Atlantico - publié le 24/08/15

Remettre sans cesse au lendemain peut être un trouble du comportement sérieux. Il est cependant possible de s'en débarrasser, à condition, entre autres, d'en identifier les causes profondes.

Entretien avec Alexandra Rivière, psychologue clinicienne et psychothérapeute exerçant à Paris.

Atlantico : Procrastiner se rapporte au fait de repousser au lendemain un certain nombre de tâches. Comment lutter contre ce problème, parfois élevé au rang de pathologie par certains psychologues ?
Alexandra Rivière :
Les approches thérapeutiques de ce type de pathologies varient. À ce jour, la technique la plus efficace reste l'approche cognitive et comportementale. On parle alors de reconstruction cognitive. Il faut travailler sur les pensées – les cognitions – des patients procrastinateurs qui sont généralement perfectionnistes et anxieux. Ils se réfugient dans "il faut que", "je dois faire", "je n'ai pas le temps"…

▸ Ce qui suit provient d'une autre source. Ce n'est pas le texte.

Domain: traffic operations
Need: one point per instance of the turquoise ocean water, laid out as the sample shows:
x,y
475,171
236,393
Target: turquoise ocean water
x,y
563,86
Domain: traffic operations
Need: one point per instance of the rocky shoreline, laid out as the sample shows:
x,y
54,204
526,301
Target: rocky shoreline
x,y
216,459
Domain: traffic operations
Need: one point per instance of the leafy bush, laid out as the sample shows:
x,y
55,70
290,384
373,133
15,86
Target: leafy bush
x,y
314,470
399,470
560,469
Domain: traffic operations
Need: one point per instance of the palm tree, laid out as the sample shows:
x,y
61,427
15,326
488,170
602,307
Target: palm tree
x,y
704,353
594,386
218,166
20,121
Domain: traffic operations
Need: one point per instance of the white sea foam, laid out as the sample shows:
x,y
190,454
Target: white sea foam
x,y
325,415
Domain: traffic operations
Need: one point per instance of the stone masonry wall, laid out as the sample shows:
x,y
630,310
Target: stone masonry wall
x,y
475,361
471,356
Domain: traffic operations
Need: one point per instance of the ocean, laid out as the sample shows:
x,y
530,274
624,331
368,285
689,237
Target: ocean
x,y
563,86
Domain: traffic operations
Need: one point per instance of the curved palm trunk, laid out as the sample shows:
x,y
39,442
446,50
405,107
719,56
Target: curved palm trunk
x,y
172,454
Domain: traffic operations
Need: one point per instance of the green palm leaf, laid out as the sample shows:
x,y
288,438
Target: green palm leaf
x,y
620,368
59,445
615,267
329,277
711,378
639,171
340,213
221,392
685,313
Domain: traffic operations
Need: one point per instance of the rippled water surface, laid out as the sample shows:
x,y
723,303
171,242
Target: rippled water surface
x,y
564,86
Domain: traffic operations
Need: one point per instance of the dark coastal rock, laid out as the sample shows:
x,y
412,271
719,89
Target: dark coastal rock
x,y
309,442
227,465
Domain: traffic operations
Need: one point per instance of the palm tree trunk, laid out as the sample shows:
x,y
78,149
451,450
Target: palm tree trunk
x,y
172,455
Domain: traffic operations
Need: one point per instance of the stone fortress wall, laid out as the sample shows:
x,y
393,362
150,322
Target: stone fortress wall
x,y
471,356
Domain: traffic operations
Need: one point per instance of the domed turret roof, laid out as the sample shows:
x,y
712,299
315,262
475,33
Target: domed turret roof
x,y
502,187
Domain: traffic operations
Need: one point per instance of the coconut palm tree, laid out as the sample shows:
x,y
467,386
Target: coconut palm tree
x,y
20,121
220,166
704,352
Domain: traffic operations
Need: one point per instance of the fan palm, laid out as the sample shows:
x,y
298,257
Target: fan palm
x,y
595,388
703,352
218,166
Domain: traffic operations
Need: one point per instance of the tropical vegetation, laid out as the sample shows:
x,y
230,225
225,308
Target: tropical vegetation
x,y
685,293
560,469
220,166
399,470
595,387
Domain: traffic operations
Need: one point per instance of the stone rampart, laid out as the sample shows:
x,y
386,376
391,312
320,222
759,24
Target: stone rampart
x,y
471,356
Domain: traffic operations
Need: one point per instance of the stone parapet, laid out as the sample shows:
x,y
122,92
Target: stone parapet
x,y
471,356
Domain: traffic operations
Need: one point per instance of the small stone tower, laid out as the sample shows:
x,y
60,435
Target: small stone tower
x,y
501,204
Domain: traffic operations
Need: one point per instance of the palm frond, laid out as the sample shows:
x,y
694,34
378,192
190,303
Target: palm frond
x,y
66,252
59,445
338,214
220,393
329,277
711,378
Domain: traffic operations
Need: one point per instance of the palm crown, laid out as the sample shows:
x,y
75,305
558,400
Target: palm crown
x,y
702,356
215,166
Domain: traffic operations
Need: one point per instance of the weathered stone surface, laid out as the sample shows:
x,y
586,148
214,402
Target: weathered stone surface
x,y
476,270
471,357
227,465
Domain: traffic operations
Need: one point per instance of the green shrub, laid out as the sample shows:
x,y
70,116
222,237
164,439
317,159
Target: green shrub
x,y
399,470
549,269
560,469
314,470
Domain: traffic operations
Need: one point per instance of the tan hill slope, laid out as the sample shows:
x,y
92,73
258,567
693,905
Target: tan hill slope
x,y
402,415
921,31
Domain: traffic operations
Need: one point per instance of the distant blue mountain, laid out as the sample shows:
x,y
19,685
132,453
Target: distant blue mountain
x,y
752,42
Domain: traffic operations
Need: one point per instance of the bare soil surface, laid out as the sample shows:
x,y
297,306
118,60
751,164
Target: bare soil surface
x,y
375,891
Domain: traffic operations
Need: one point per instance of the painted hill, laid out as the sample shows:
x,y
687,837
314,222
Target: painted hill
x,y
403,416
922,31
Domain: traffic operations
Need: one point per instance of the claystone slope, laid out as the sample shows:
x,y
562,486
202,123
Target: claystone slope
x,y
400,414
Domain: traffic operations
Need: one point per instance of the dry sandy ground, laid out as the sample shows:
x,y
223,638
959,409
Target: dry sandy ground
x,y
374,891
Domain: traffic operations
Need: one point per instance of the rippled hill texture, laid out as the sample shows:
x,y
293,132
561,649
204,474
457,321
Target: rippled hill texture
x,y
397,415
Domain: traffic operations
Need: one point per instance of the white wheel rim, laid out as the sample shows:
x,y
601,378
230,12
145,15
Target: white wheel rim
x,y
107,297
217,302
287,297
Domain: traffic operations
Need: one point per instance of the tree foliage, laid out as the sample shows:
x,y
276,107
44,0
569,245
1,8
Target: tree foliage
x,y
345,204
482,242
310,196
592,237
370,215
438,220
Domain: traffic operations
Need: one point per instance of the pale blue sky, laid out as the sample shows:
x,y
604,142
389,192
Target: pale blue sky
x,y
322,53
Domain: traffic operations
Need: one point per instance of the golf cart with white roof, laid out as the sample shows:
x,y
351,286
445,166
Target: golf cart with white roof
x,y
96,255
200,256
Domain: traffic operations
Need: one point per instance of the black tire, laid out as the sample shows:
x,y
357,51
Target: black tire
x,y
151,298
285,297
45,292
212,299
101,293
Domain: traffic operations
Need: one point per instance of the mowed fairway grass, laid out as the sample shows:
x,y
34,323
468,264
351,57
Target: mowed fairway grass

Ces pensées sont toujours en rapport avec les notions de temps et de réussite. Alors que les cognitions peuvent parfois faciliter le comportement, ici elles le bloquent. La peur de l'échec, le ressenti bloquent l'action chez ce type de patients. On rentre alors dans un comportement pathologique. Il faut travailler sur l'appréhension qu'amène l'idée de devoir accomplir une tâche. C'est parce qu'il y a une attente que les patients se bloquent, si l'on enlève cette notion d'attente ils accomplissent leur devoir sans problème.

En plus de travailler sur les pensées, il faut également se concentrer sur les émotions. En d'autres termes, il faut découvrir ce qu'impliquent les deadlines, pourquoi elles font peur. Il faut mettre le doigt sur les causes analytiques : sortir le procrastinateur de son fantasme, de sa toute puissance.

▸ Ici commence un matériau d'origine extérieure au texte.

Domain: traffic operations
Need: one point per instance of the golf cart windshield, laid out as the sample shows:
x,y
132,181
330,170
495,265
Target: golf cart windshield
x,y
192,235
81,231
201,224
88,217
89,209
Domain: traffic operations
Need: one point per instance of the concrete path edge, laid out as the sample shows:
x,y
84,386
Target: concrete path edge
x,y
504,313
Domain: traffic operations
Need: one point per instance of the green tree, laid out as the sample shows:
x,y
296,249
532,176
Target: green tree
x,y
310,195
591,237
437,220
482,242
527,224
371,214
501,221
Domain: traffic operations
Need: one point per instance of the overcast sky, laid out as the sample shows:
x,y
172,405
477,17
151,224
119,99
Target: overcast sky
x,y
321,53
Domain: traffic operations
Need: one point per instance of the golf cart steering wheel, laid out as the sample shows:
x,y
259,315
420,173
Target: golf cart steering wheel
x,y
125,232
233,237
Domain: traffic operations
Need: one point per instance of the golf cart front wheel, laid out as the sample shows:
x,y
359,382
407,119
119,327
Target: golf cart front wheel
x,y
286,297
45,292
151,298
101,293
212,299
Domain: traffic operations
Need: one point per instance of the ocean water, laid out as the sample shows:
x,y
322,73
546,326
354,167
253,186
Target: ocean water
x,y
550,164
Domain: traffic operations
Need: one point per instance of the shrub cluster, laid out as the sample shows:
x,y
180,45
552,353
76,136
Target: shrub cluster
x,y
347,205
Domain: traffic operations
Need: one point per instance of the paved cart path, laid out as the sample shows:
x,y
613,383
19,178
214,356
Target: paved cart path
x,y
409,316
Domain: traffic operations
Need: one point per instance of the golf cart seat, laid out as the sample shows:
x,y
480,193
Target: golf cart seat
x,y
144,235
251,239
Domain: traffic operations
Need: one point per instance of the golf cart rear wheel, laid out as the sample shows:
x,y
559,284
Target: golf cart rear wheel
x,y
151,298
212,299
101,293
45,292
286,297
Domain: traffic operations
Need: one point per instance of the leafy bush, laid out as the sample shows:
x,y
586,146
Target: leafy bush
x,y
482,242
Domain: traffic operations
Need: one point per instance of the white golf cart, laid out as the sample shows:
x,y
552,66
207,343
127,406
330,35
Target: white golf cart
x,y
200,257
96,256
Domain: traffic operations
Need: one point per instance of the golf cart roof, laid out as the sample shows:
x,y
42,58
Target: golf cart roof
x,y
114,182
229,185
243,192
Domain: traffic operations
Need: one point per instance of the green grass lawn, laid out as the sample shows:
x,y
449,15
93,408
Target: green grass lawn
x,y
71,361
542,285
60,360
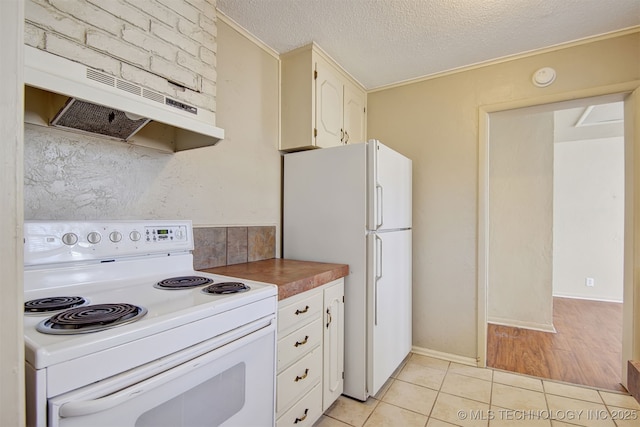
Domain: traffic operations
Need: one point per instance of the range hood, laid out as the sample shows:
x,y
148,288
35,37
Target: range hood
x,y
71,96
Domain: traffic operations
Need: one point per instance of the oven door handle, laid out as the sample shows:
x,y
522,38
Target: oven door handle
x,y
88,407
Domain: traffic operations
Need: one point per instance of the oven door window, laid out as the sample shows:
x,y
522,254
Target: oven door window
x,y
232,385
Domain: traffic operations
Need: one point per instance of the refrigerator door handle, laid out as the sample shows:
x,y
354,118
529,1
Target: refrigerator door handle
x,y
379,206
377,278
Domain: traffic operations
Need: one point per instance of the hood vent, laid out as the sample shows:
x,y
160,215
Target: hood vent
x,y
70,96
92,118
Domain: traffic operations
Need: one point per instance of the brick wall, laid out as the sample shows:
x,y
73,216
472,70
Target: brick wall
x,y
166,45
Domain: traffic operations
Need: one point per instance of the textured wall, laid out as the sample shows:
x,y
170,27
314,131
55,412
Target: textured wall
x,y
435,123
235,183
168,46
521,219
588,221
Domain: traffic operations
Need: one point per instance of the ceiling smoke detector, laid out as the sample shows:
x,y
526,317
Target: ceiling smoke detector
x,y
544,77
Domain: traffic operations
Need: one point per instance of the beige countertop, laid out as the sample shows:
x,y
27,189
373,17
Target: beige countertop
x,y
291,276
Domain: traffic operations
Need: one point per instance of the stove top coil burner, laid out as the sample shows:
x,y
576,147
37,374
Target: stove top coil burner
x,y
183,282
50,304
91,318
224,288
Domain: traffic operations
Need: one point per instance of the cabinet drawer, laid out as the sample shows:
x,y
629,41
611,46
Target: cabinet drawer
x,y
299,378
305,412
300,312
298,343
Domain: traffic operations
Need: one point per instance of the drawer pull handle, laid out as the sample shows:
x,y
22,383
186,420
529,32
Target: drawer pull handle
x,y
302,311
304,417
303,342
306,372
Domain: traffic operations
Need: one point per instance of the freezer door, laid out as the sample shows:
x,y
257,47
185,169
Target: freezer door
x,y
389,188
389,297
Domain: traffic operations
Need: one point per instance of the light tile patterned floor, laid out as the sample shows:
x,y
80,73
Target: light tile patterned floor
x,y
428,392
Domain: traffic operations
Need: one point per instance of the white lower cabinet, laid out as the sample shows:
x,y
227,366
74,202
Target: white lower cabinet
x,y
310,354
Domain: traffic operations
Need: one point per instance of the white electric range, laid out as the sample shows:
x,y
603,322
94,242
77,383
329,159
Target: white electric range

L'important est de briser la boucle qui s'installe chez le "malade". Ce concept théorisé par Eric Jaffe dans Psychological Science démontre que repousser sans cesse rend nerveux entraînant ainsi une baisse d'énergie nous rendant d'autant moins productif et nous poussant à ne rien faire ce qui augmente davantage notre niveau de stress et ainsi de suite.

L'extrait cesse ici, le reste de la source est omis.